Let the set $S$ in $R^n$ consists of the origin $0$ and $n$ lineary independent vectors $T_1, \ldots, T_n$. Show that $C(S)$, the convex hull of of $S$, is the intersection of its extreme supports, i.e. those which contain $n$ points from the set $S$.
Any hints how to prove this?
EDIT: For a hyperplane $H = \{ P : N\cdot P = a \} $ and a convex set $C$ such that $C$ is contained in $H^+ := \{ P : N\cdot P > a \}$, then $H$ is called a supporting hyperplane for $C$ and $H^+$ is called a support for $C$.

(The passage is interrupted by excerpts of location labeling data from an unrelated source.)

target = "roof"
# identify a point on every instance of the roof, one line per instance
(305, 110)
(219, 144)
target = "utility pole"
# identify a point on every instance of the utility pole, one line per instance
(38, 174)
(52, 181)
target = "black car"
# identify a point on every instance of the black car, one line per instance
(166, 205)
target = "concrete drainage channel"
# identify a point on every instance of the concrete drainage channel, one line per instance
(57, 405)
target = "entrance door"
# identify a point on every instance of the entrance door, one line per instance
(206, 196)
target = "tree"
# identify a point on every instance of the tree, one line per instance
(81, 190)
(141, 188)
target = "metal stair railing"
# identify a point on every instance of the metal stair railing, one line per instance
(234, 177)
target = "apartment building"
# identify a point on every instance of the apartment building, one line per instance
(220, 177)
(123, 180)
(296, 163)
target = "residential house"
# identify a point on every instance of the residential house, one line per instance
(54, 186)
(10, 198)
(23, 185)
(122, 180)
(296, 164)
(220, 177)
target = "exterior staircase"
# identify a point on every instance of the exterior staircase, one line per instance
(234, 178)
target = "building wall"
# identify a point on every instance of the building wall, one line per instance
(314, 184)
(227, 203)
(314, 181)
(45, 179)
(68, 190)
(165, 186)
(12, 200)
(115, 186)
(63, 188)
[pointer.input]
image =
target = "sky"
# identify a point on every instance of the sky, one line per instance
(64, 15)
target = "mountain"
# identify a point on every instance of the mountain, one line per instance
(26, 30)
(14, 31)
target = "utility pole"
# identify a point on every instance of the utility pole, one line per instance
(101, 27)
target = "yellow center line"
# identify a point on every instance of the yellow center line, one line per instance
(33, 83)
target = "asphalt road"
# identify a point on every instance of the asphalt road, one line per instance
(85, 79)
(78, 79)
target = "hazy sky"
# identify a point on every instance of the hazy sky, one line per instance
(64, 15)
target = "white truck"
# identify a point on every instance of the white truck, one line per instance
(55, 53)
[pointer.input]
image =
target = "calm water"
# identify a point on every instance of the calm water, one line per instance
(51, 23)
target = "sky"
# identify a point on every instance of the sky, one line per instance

The problem is affine, so we might as well assume the $T_i$ are the standard basis vectors: $T_i=e_i$. Then: \begin{align*} C(S) &= \left\{\lambda_0\cdot 0 + \sum_{i=1}^n\lambda_i e_i\;\colon\; \text{all $\lambda_i\ge 0$ and } \sum_{i=0}^n \lambda_i = 1 \right\} \\ &= \left\{\sum_{i=1}^n\lambda_i e_i \;\colon\; \text{all $\lambda_i\ge 0$ and } \sum_{i=1}^n \lambda_i \le 1 \right\} \\ &= \left\{x \;\colon\; \text{all $x_i\ge 0$ and } \sum_{i=1}^n x_i \le 1 \right\} \end{align*} where in the last step I'm writing $x=(x_1,\dotsc,x_n)$.
Now you just need to check that the halfspaces represented by the conditions $x_i\ge 0$ and $\sum_{i=1}^n x_i\le 1$ each contain $n$ points of $S$ on their respective boundaries.